The evolution of the front-office trading infrastructure at various firms has been very much a piecemeal endeavor. While considerable architectural changes were made to many firms in the wake of September 11th, 2001, most solutions to growth in algorithmic and electronic trading since then have centered on solving the needs of specific trading groups within the firm. This approach has led to considerable stress on the infrastructure of many firms, as messaging rates have exceeded even the most aggressive estimates.

Firms that have either relied on proprietary development or the market data infrastructure provided by the consolidated data providers have found themselves in trouble over the last several years. Many firms have found the best solution is to use third-party vendor offerings to lower their total cost of ownership in light of the increasing usage of direct exchange and venue feeds.

An ongoing debate is taking place at many firms as they consider buying certain parts of their infrastructure versus building them. Furthermore, debates often rage between IT and trading-desk heads as they consider the balance between cost of desk-specific solutions and solutions that can be deployed on an enterprise-wide level.

Overall, in minimizing latency, the trading infrastructure is only as fast as the slowest bottleneck in the application and technology stack, which is a function of the network, platform, operating system and messaging middleware.

As the industry grapples with continued adoption of electronic trading and the skyrocketing messaging volume, IT spending on high-performance trading infrastructure has increased significantly over the last few years.

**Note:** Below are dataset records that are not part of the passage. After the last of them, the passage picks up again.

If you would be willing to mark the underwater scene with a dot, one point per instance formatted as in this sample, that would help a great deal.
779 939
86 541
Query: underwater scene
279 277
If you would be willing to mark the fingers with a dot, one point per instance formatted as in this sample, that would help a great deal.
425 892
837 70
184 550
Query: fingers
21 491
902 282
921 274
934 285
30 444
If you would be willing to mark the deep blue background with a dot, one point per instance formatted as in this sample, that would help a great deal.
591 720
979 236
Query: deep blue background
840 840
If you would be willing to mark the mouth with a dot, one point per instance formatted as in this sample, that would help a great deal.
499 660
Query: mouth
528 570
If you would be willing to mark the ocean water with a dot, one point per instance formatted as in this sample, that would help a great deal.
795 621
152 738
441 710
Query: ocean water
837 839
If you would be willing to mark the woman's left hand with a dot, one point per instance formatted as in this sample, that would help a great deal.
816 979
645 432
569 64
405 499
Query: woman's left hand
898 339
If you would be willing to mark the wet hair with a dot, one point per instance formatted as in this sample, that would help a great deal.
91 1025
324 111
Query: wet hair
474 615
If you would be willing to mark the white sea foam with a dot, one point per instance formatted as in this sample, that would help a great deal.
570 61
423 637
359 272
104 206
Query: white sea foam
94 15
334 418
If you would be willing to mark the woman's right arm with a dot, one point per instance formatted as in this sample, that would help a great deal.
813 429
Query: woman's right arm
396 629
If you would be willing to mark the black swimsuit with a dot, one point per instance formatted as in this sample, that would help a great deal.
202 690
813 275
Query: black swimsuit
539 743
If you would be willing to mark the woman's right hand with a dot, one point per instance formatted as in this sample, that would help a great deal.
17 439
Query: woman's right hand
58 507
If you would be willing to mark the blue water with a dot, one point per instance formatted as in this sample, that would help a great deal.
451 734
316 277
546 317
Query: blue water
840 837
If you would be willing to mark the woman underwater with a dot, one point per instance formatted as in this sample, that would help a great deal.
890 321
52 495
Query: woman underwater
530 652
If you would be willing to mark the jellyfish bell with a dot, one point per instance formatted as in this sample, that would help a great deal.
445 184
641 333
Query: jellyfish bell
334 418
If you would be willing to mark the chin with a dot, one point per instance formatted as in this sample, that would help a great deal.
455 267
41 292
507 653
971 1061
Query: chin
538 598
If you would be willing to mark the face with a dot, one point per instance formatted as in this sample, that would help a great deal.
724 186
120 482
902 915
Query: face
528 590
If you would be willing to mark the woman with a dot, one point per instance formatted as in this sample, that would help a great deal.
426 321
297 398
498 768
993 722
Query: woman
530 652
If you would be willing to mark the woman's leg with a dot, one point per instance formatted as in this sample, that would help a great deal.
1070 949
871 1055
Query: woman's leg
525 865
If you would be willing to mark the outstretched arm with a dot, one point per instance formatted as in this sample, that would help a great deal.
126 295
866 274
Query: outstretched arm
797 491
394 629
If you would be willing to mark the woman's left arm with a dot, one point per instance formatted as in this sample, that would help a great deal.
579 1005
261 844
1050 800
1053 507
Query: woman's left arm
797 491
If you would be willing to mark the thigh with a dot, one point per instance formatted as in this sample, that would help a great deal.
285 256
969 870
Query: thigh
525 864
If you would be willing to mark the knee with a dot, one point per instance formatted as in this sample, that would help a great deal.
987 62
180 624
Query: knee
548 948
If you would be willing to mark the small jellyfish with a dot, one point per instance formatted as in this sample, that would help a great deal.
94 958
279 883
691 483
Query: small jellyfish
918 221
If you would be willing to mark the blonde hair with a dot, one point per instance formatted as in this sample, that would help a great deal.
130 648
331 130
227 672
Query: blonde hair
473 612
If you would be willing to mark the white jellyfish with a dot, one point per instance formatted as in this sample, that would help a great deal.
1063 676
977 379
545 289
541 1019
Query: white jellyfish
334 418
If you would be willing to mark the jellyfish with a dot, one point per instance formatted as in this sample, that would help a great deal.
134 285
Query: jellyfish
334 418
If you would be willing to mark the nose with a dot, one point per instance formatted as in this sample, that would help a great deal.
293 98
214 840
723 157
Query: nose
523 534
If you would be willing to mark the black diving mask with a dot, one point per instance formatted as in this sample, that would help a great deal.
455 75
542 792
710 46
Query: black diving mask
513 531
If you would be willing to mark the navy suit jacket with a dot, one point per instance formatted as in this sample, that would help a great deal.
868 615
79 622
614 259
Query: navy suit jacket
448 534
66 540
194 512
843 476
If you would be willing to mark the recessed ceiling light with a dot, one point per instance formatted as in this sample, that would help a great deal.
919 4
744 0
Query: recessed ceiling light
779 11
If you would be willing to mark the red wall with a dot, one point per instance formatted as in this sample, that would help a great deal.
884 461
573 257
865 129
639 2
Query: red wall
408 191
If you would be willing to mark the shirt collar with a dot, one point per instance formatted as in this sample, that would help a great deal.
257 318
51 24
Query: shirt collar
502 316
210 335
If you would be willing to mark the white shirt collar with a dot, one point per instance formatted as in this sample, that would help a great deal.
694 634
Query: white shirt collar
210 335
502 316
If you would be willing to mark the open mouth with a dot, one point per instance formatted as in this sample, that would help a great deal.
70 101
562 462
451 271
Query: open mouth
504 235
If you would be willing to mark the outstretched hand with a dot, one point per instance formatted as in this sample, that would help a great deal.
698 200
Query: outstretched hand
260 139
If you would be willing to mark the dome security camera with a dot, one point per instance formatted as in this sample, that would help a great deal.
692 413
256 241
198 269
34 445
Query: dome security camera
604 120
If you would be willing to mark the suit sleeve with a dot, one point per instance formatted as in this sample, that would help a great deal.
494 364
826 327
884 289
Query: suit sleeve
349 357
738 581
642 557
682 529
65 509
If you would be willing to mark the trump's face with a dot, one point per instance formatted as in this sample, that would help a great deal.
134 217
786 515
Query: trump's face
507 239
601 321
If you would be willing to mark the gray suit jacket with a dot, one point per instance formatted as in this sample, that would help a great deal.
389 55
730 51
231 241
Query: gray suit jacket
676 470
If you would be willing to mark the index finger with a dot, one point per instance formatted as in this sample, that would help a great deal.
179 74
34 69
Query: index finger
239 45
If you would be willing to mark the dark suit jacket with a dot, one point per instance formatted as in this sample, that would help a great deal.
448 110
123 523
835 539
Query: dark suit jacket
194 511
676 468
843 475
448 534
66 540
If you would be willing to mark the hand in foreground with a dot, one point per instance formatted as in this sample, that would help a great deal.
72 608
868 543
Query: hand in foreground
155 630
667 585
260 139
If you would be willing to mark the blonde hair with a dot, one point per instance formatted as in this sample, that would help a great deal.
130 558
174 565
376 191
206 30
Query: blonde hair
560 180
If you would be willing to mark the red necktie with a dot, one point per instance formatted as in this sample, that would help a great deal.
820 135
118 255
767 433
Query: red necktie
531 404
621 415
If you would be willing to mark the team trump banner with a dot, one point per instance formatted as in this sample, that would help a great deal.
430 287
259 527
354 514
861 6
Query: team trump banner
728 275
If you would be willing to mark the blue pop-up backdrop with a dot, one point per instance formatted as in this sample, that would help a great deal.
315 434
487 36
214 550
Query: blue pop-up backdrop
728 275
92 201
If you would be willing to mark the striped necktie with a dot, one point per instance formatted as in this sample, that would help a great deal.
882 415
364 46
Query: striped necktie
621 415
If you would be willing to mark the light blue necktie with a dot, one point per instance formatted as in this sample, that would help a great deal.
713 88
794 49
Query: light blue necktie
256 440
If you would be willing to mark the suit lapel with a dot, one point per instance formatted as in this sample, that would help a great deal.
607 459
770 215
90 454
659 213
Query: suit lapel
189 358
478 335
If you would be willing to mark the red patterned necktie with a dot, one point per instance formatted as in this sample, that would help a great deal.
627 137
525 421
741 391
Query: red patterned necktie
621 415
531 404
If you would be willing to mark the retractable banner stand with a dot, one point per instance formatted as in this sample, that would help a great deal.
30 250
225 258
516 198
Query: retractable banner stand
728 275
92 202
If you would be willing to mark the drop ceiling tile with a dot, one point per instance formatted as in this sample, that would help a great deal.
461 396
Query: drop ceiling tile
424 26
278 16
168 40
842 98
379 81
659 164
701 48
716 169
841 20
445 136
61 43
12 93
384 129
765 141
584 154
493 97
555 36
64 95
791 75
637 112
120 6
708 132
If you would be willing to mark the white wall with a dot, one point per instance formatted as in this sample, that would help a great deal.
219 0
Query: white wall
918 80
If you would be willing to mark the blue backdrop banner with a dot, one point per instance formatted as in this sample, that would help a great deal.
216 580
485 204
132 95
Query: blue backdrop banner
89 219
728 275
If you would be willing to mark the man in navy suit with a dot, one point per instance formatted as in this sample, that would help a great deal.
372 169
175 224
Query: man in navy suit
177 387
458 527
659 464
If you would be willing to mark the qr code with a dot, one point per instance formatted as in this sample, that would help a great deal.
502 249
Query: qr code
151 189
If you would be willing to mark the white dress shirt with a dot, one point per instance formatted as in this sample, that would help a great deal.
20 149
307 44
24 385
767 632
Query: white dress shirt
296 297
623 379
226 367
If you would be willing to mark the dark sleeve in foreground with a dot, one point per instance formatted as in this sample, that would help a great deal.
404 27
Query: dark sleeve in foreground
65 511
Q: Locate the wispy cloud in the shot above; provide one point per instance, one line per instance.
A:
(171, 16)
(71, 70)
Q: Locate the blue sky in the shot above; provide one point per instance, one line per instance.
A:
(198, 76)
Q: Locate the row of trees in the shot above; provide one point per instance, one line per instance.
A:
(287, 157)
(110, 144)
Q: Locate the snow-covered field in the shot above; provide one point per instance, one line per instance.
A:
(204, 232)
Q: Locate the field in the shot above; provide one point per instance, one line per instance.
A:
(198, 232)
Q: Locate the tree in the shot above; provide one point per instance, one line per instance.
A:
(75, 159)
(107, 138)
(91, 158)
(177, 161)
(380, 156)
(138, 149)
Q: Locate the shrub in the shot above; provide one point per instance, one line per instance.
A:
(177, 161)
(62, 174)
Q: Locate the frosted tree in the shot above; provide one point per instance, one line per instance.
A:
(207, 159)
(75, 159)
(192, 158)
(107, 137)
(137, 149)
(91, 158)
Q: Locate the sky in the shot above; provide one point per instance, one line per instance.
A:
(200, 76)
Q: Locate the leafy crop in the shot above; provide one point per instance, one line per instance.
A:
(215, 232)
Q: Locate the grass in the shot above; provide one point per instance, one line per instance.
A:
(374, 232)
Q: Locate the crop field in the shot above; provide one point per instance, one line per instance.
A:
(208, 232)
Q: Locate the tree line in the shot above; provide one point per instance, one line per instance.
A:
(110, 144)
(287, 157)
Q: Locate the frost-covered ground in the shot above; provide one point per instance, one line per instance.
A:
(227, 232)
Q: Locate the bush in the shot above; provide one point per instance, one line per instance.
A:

Aite Group sees this mission critical spending continuing despite a difficult business climate and pressure to cut back technology spending, overall. Clearly, firms that optimize their trading infrastructure will be in the best position to weather the rocky road ahead.

Brad Bailey is a senior analyst at Aite Group, LLC, specializing in institutional securities and investments. He is an expert in the electronic trading of equities and derivatives and institutional capital markets technology. Mr. Bailey spent over 10 years working on Wall Street as an institutional sales trader, proprietary equity trader and analyst. He has extensive knowledge in the areas of proprietary trading, electronic trading systems, algorithmic trading, system modeling, testing, hedge funds, OTC derivatives and exchange traded futures and options products.